Washington: After decades of relying on major military hubs from Hawaii to South Korea, the Pentagon is laying the groundwork for more dispersed operations across the Pacific region.

Brig Gen Mike Zuhlsdorf is a key player in those discussions. He serves as the deputy director for resource integration under the Air Force’s logistics, engineering and force protection branch. As other defence officials negotiate with foreign leaders for access to bare-bones airfields and more established bases overseas, it’s Zuhlsdorf’s team that is figuring out how to turn those sites into valuable Air Force lily pads in a maritime-dominant region for the decades ahead.

He said USAF was not putting in new bases. These are bases and airfields that it has had since World War II, where it was able to hopscotch across the Pacific to ultimately get close enough to Japan.

As Zuhlsdorf said “we’re talking about renovating, rejuvenating and rehabilitating. We will make sure the pavement is still viable, trim back the vegetation where the jungle has encroached on the runway, and set up the basic essentials that we need in the event that we need to flush aircraft from a hub into these spokes, keep them safe and then turn them.”

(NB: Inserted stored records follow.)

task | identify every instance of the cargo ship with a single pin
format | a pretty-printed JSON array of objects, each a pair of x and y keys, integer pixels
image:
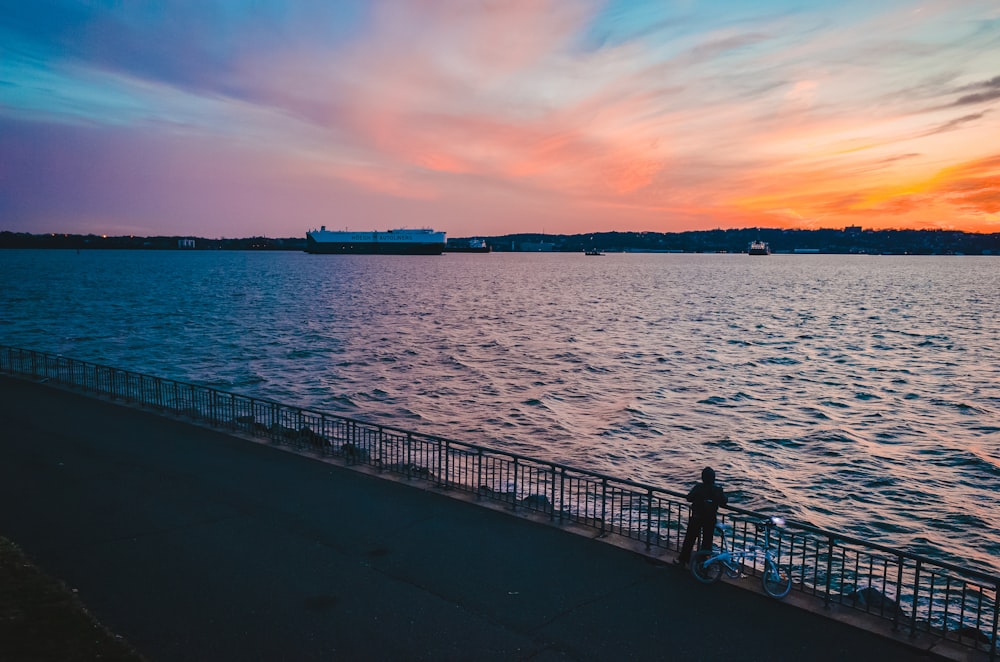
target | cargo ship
[
  {"x": 402, "y": 241},
  {"x": 467, "y": 246}
]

He said USAF was working with allies and partners and Pacific Air Forces has identified airfields that “we want to invest in, and they’re going to work with the Philippines and Australia to do that. We are teaming with them on some projects that will allow us to get fuel out there, some munitions capability and other long-range transport aircraft that would come in and be able to resupply.’’

“We are working with other allies and partners in the area to secure that very critical access, overflight and basing,” Zuhlsdorf said. He said that none of those who wear uniform are looking for war. “Our job is to be prudent with taxpayer dollars, and what the American people want from us is to plan,” he said.

According to Zuhlsdorf, one of the big problems is not having a budget. “When you think about procurement lines that we need to stand up and invest in, we absolutely need Congress’ help in getting a budget passed so we can get the capabilities that we know we need.”

Zuhlsdorf said that “we’re breaking down barriers where we can to make sure that we’ve got the necessary capability and that everybody understands what that is.”

“The threat that’s been posed to us over the last three or four years from the People’s Republic of China has galvanized a lot of allies and partners of US Indo-Pacific Command. There’s an impetus for us to work even closer together moving forward,” he said.